PHOTO: A new report finds LGBT women in Ohio and around the country face lower pay, frequent harassment, compromised access to health care, and heightened violence that threatens their economic security. Photo credit: Chris Goldberg/Flickr.
PHOTO: A new report finds LGBT women in Ohio and around the country face lower pay, frequent harassment, compromised access to health care, and heightened violence that threatens their economic security. Photo credit: Chris Goldberg/Flickr.
March 18, 2015

COLUMBUS, Ohio - Sixteen percent of Ohioans live in poverty, and a new report finds lesbian, gay, bisexual and transgender women are among those most at risk.

The findings were released by a broad coalition of organizations, including the National Women's Law Center.
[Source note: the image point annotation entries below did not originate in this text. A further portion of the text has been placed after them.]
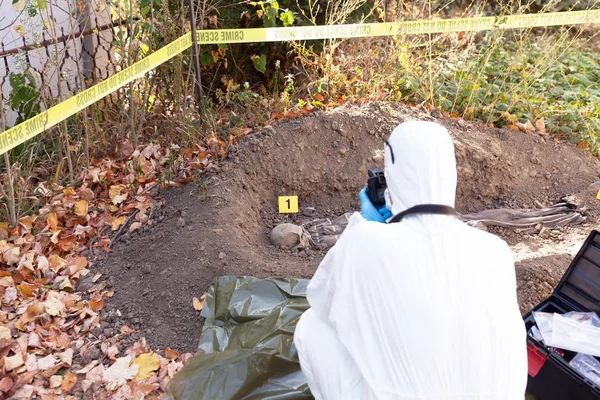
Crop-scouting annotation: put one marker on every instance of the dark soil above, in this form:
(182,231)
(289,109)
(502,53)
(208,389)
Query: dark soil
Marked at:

Fatima Goss Graves, the center's vice president for education and employment, said the report highlights how the challenges most women face particularly undermine the economic security of LGBT women.

"Getting adequate wages, having the supports necessary to both work and care for families, having access to health care," she said. "Those are concerns that LGBT women are facing and in some cases facing more acutely."

Goss Graves said those concerns are further magnified for LGBT women of color, immigrant women, women raising children and transgender women. According to the report, almost 30 percent of bisexual women and 23 percent of lesbian women live in poverty, compared with 20 percent of heterosexual women.

More than 5 million women in the United States identify as LGBT, and Goss Graves said discriminatory laws along with inequitable and outdated policies compromise their economic security. She said some LGBT women are unable to access job-protected leave to care for a sick partner, and others struggle to obtain official identity documents that match their lived gender.

"Transgender women in particular have the problem of it being difficult to access appropriate ID," she said, "when ID is so crucial in our society to access jobs, to access things like health care."

Ohio is among three states that do not change gender markers on birth certificates. Goss Graves said policies at the state and federal level should be improved to allow LGBT families the same protections and benefits available to others, such as health insurance, family leave and child-care assistance.

The report, co-authored by the Movement Advancement Project and the Center for American Progress, is online at lgbtmap.org.